Example of using the tokenizer

In [5]:
sample_string = 'TensorFlow is cool.'

tokenized_string = tokenizer.encode(sample_string)
print ('Tokenized string is {}'.format(tokenized_string))

original_string = tokenizer.decode(tokenized_string)
print ('The original string: {}'.format(original_string))

assert original_string == sample_string

Tokenized string is [31789, 642, 9656, 3334, 8, 1908, 32440]
The original string: TensorFlow is cool.


The tokenizer encodes the string by breaking it into subwords if the word is not in its dictionary.

In [6]:
for ts in tokenized_string:
  print ('{} ----> {}'.format(ts, tokenizer.decode([ts])))

31789 ----> Tens
642 ----> or
9656 ----> Flo
3334 ----> w 
8 ----> is 
1908 ----> cool
32440 ----> .


In [7]:
BUFFER_SIZE = 10000
BATCH_SIZE = 64

In [8]:
train_dataset = train_dataset.shuffle(BUFFER_SIZE)
train_dataset = train_dataset.padded_batch(BATCH_SIZE, train_dataset.output_shapes)

test_dataset = test_dataset.padded_batch(BATCH_SIZE, test_dataset.output_shapes)

### Model

Stack two LSTM Layers

In [None]:
model = tf.keras.Sequential([
    tf.keras.layers.Embedding(tokenizer.vocab_size, 64),
    tf.keras.layers.Bidirectional(tf.keras.layers.LSTM(
        64, return_sequences=True)),
    tf.keras.layers.Bidirectional(tf.keras.layers.LSTM(32)),
    tf.keras.layers.Dense(64, activation='relu'),
    tf.keras.layers.Dense(1, activation='sigmoid')
])

In [None]:
model.compile(loss='binary_crossentropy',
              optimizer='adam',
              metrics=['accuracy'])

In [None]:
import time 

start = time.time()
history = model.fit(train_dataset, epochs=20,
                    validation_data=test_dataset)
print(f"Elapsed time is {(time.time() - start)/60} min")

In [None]:
test_loss, test_acc = model.evaluate(test_dataset)

print('Test Loss: {}'.format(test_loss))
print('Test Accuracy: {}'.format(test_acc))

### Function for predictions

In [None]:
def pad_to_size(vec, size):
  zeros = [0] * (size - len(vec))
  vec.extend(zeros)
  return vec

def sample_predict(sentence, pad):
  tokenized_sample_pred_text = tokenizer.encode(sample_pred_text)

  if pad:
    tokenized_sample_pred_text = pad_to_size(tokenized_sample_pred_text, 64)

  predictions = model.predict(tf.expand_dims(tokenized_sample_pred_text, 0))

  return (predictions)

In [None]:
# predict on a sample text with padding

sample_pred_text = ('The movie was not good.

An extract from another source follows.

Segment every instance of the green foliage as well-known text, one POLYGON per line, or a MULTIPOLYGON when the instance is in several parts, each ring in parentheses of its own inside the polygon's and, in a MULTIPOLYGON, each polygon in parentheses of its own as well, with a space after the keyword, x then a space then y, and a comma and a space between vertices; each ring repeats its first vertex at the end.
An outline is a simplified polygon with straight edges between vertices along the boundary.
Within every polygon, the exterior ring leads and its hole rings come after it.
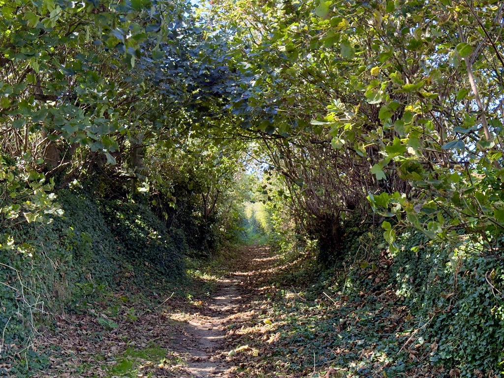
MULTIPOLYGON (((58 201, 65 215, 50 224, 21 223, 0 235, 23 241, 4 248, 0 259, 6 360, 32 344, 34 330, 41 322, 50 325, 51 313, 85 311, 119 283, 152 291, 183 274, 185 251, 146 207, 97 202, 69 191, 58 192, 58 201)), ((107 329, 117 326, 103 317, 98 322, 107 329)), ((29 360, 29 365, 36 362, 29 360)), ((26 364, 15 365, 23 369, 26 364)))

The animation and the graphics '
                    'were terrible. I would not recommend this movie.')
predictions = sample_predict(sample_pred_text, pad=True)
print (predictions)

In [None]:
# predict on a sample text with padding

sample_pred_text = ('The movie was very good. The animation and the graphics '
                    'were awesome. I would greatly recommend this movie.')
predictions = sample_predict(sample_pred_text, pad=True)
print (predictions)

In [None]:
plot_graphs(history, 'accuracy')


In [None]:
plot_graphs(history, 'loss')